Two properties make this pleasant rather than painful:
- It is just FFI. Each binding is
extern fnover the real library (Metal,cuBLAS, a CBLAS), so there is nothing to reimplement and nothing to fall behind the vendor. C+ is a consumer of these SDKs. - Resources are
Drop-managed. Device buffers, BLAS handles, and Metal objects each free themselves at scope exit (cudaFree,cublasDestroy,objc_release), so the ownership model that protects host memory protects device resources too.
The backend matrix
Pick the package for the hardware you are on:
| Platform | GPU | CPU |
|---|---|---|
| Apple | metal — Metal + MPS | accelerate — Accelerate (BLAS, vDSP) |
| NVIDIA | cuda — CUDA Runtime + cuBLAS | — |
| Cross-platform | — | cblas — OpenBLAS / Netlib / MKL |
For CPU-side vector math that does not need a BLAS at all, the
simd package gives portable f32x4 and integer-lane
kernels (see also the SIMD types language page).
A typical shape
GPU numerics in C+ follows the same rhythm regardless of backend: get a handle or device, move data to where the compute happens, call the pre-tuned routine, read the result back. Every handle in that chain frees itself.
import "cuda/cublas" as cublas;
guard let cublas::Handle::new() else { return 1; } // Drop = cublasDestroy
// ... upload inputs into DeviceBuffers (Drop = cudaFree), run sgemm, copy out ...
The matmul itself is the vendor's sgemm, column-major, exactly as the SDK
defines it. See each package page for the concrete API:
- cuda — NVIDIA GPU compute and cuBLAS.
- cblas — the cross-platform CPU BLAS path.
- accelerate — Apple's CPU numerics and the reference path for checking GPU results.

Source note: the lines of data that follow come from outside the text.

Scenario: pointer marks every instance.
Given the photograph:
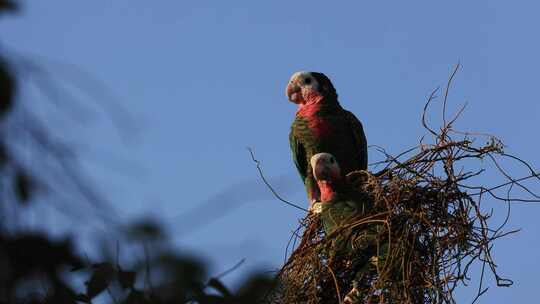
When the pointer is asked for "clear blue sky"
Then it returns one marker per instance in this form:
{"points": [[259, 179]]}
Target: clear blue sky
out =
{"points": [[203, 80]]}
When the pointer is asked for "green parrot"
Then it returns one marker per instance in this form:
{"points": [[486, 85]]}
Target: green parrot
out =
{"points": [[339, 206], [322, 125]]}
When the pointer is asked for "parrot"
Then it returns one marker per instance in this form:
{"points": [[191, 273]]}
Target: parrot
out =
{"points": [[322, 125], [340, 205]]}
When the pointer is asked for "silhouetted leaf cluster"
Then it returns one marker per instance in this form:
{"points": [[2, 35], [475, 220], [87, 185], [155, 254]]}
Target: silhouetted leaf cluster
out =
{"points": [[37, 268]]}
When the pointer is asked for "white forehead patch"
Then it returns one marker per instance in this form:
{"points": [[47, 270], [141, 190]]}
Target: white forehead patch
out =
{"points": [[301, 76]]}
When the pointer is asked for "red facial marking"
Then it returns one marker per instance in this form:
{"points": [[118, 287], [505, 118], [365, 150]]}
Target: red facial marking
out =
{"points": [[308, 110], [327, 191]]}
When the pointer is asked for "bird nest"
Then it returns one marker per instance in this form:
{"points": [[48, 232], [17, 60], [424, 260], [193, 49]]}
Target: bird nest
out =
{"points": [[420, 238]]}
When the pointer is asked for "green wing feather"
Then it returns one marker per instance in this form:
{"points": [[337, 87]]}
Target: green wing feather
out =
{"points": [[359, 137]]}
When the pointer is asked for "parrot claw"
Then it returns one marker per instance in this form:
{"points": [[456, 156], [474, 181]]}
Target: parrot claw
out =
{"points": [[352, 297], [316, 207]]}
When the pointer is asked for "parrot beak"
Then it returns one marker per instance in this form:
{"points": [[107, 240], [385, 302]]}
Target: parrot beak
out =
{"points": [[293, 92]]}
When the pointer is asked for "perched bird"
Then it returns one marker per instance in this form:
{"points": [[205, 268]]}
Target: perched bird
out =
{"points": [[340, 205], [338, 202], [322, 125]]}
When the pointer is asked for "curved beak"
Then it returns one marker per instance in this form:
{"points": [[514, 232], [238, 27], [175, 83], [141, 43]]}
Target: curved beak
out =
{"points": [[293, 92]]}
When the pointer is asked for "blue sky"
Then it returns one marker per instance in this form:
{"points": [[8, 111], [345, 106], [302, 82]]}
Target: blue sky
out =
{"points": [[203, 80]]}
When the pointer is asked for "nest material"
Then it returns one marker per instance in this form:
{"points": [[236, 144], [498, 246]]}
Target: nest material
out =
{"points": [[421, 236], [414, 245]]}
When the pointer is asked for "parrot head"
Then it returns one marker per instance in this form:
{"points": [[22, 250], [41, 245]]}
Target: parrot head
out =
{"points": [[325, 168], [310, 87]]}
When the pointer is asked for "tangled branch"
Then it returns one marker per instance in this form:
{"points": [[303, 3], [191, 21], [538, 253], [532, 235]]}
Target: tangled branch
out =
{"points": [[425, 229]]}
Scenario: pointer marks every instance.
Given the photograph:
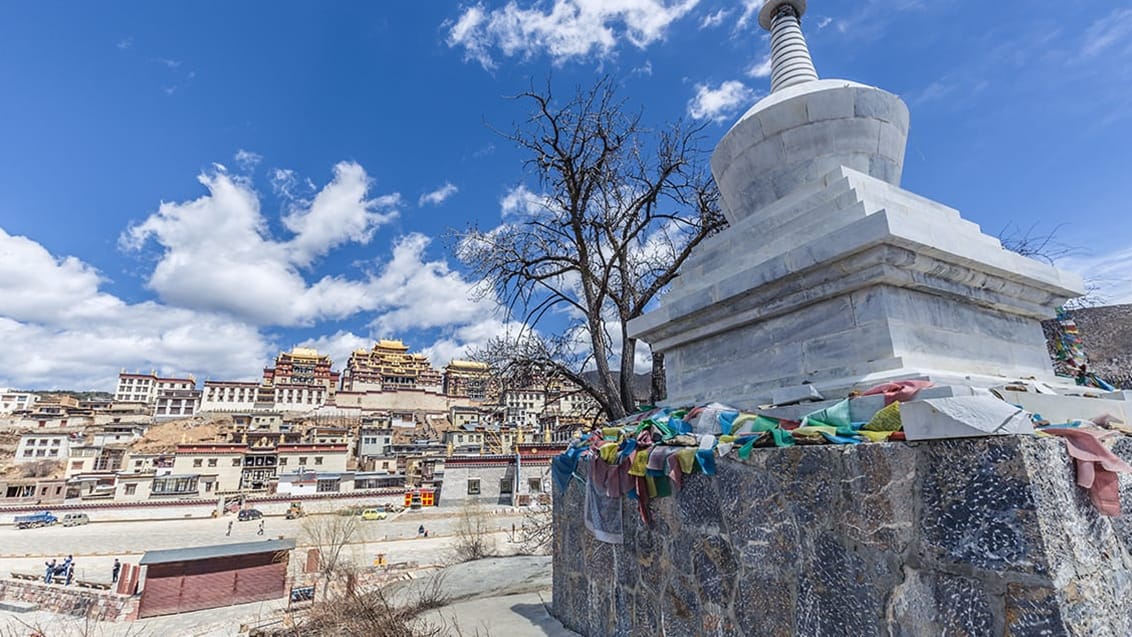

- metal — Apple GPU compute and MPS.
Linking a library outside the default path
A vendor library often lives somewhere the linker does not search by default
(CUDA's lib64, a custom OpenBLAS prefix). The manifest [link] table takes
search directories so the build resolves them at both link and run time without
LD_LIBRARY_PATH:
[link]
search-paths = ["/usr/local/cuda/lib64"]
Each entry becomes both -L<dir> and -Wl,-rpath,<dir>; relative entries
resolve against the manifest directory. See
Modules & packages for the full manifest.